Una de las paradas fundamentales de un recorrido por la costa septentrional de Noruega es Honningsvag, el puerto que sirve de entrada al cabo Norte. Desde aquí es un viaje de pocos kilómetros que, en invierno, debe hacerse en convoy, con un quitanieves por delante. El paisaje, absolutamente pelado, sin árboles ni arbustos, y todo cubierto de nieve, impone por su soledad y su desnudez. Al final se llega al cabo Norte, ese tremendo precipicio que surge de las aguas oscuras del Océano Glaciar Artico. Una esfera armilar marca el lugar de destino de todos los viajeros que recorren la zona. Pero, a pesar de la creencia general, no es el punto más septentrional del continente. Este privilegio le corresponde al cabo de al lado, un promontorio que carece de la espectacularidad de este barranco sobrecogedor.

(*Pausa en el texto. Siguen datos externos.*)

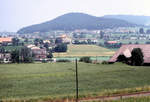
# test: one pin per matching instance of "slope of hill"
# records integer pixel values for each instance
(72, 21)
(141, 20)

Hasta ahora el mar nunca aparece congelado, pero en cuanto se da la vuelta al cabo Norte y se enfila hacia la frontera rusa las condiciones empiezan a cambiar porque desaparece el efecto de la corriente del Golfo. La entrada en la bahía de Kirkenes, tras una noche de viaje, con el barco haciendo un camino sobre la superficie helada, es memorable.

En invierno, Kirkenes es una ciudad de calles cubiertas de hielo por las que los locales circulan en bicicleta con toda naturalidad. En el puerto antiguo, viejos paquebotes rusos esperan mejores tiempos rodeados de hielo. En el fiordo cercano, los submarinistas se sumergen bajo el hielo para cazar cangrejos reales. En otros fiordos, completamente helados, los pescadores hacen un agujero en el hielo con un berbiquí gigante para poder tirar el anzuelo. Y en las afueras, todos los años se construye un hotel de hielo. Las auroras boreales suelen incendiar el cielo nocturno. Los bares están muy frecuentados.